Suppose I have a DataFrame with requests from different users by different protocols and recorded metric value:
+---+-----+--------+------------+
| ts| user|protocol|metric_value|
+---+-----+--------+------------+
| 0|user1| tcp| 197|
| 1|user1| udp| 155|
| 2|user1| tcp| 347|
| 3|user1| tcp| 117|
| 4|user1| tcp| 230|
| 5|user1| udp| 225|
| 6|user1| udp| 297|
| 7|user1| tcp| 790|
| 8|user1| udp| 216|
| 9|user1| udp| 200|
+---+-----+--------+------------+
I need to add another column where there'll be an average metric_value of last records (before current timestamp and no older than current_ts - 4) for each protocol for current user. So, algorithm is something like:
- for each line X:
- find all rows where row.user == X.user and row.ts < X.ts
- from these rows extract most recent metric_value for each protocol (if corresponding record is older than X.ts - 4, than throw it out)

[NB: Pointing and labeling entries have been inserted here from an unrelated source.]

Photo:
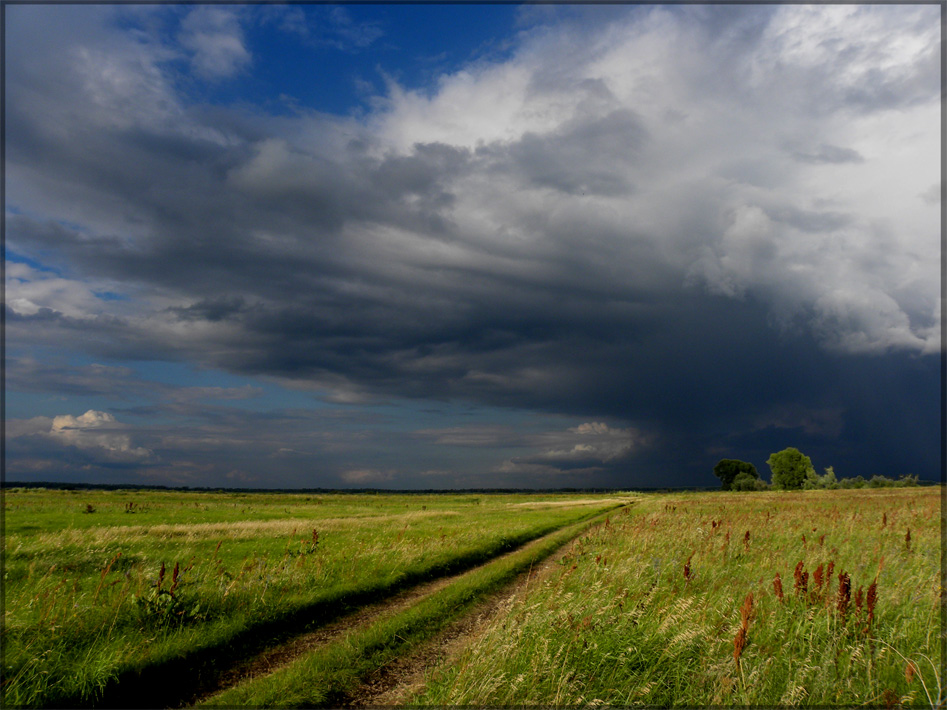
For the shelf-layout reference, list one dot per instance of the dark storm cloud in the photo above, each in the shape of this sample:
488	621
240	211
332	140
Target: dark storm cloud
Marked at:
624	235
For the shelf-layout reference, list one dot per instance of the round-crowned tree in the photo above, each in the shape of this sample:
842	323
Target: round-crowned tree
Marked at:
791	469
727	471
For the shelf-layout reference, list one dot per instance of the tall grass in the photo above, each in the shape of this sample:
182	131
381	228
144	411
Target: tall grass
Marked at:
666	608
165	576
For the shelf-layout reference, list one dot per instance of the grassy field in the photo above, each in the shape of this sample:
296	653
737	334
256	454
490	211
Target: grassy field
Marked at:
104	586
812	598
815	598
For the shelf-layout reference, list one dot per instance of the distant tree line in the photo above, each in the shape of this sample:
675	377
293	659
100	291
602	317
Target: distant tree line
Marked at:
792	470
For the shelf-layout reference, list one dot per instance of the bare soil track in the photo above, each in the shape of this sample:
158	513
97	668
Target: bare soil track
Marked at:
393	683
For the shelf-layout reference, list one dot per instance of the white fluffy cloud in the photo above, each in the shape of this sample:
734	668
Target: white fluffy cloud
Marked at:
96	430
214	36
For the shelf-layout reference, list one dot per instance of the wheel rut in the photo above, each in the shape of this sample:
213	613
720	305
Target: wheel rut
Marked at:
382	682
397	682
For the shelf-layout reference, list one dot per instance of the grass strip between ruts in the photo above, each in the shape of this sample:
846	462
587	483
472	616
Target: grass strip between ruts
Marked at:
168	677
325	676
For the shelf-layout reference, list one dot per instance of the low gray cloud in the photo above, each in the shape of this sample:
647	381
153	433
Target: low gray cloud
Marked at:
680	225
829	154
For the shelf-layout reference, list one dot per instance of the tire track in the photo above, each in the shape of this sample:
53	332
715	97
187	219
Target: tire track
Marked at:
285	653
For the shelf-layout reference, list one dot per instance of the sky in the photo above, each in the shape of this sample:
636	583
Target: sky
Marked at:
470	246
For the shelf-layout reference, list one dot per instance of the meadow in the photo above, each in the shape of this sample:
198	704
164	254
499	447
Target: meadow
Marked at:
809	598
112	593
812	598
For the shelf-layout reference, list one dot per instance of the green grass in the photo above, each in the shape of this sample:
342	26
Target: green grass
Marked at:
619	622
89	612
325	676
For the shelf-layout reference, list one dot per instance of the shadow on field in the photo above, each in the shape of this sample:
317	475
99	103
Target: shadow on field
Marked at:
183	680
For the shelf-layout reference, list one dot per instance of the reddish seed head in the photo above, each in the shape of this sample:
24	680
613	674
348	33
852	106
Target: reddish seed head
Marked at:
870	599
909	670
746	613
844	594
739	643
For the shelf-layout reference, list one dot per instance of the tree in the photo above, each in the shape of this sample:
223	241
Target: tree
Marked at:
727	471
791	469
746	481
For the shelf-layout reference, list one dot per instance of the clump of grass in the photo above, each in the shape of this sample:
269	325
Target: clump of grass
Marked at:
100	598
641	633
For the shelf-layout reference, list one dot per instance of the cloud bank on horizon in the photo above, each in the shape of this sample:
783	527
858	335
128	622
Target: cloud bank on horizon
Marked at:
634	241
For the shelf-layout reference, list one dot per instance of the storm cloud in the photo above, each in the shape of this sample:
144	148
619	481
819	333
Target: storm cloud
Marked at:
693	232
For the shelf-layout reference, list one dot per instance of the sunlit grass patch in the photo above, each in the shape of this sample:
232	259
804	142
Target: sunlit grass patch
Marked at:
87	602
678	606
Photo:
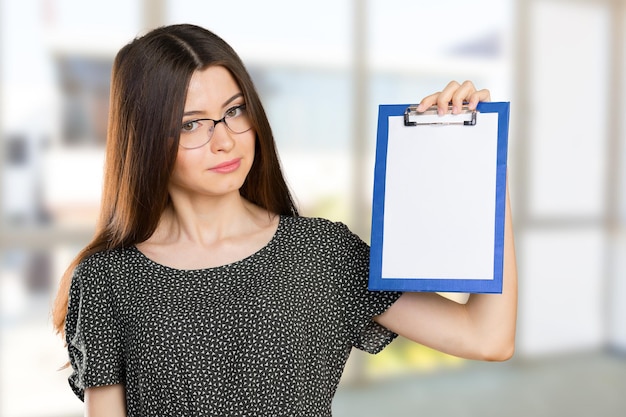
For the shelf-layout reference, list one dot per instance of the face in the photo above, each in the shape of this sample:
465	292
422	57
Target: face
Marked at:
220	166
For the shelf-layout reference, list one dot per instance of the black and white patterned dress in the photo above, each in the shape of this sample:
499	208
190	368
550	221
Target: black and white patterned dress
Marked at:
265	336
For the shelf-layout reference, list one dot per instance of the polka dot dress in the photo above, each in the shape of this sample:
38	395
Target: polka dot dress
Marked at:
265	336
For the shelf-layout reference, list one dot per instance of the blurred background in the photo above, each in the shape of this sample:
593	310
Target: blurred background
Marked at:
322	69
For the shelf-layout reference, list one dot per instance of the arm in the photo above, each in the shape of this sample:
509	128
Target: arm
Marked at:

- calculate avg of these metric_values
- append calculated avg to the row in a new column
Desired result should be like:
+---+-----+--------+------------+-------+
| ts| user|protocol|metric_value|avg_val|
+---+-----+--------+------------+-------+
| 0|user1| tcp| 197| null| // no data for user1
| 1|user1| udp| 155| 197| // only tcp value available
| 2|user1| tcp| 347| 176| // (197 + 155) / 2
| 3|user1| tcp| 117| 251| // (347 + 155) / 2
| 4|user1| tcp| 230| 136| // (117 + 155) / 2
| 5|user2| udp| 225| null| // because no data for user2
| 6|user1| udp| 297| 230| // because record with ts==1 is too old now
| 7|user1| tcp| 790| 263.5| // (297 + 230) / 2
| 8|user1| udp| 216| 543.5| // (297 + 790) / 2
| 9|user1| udp| 200| 503| // (216 + 790) / 2
+---+-----+--------+------------+-------+
Note, that there could be any number of protocols and users in the table.
How it could be achieved?
I've tried with window functions, lag(1) and partitioning by protocol, but aggregating functions just count avg over single partition, but not over differen partition results. Most close result was with sql request using row_number over partition by protocol, but I couldn't propagate row.ts < X.ts condition there.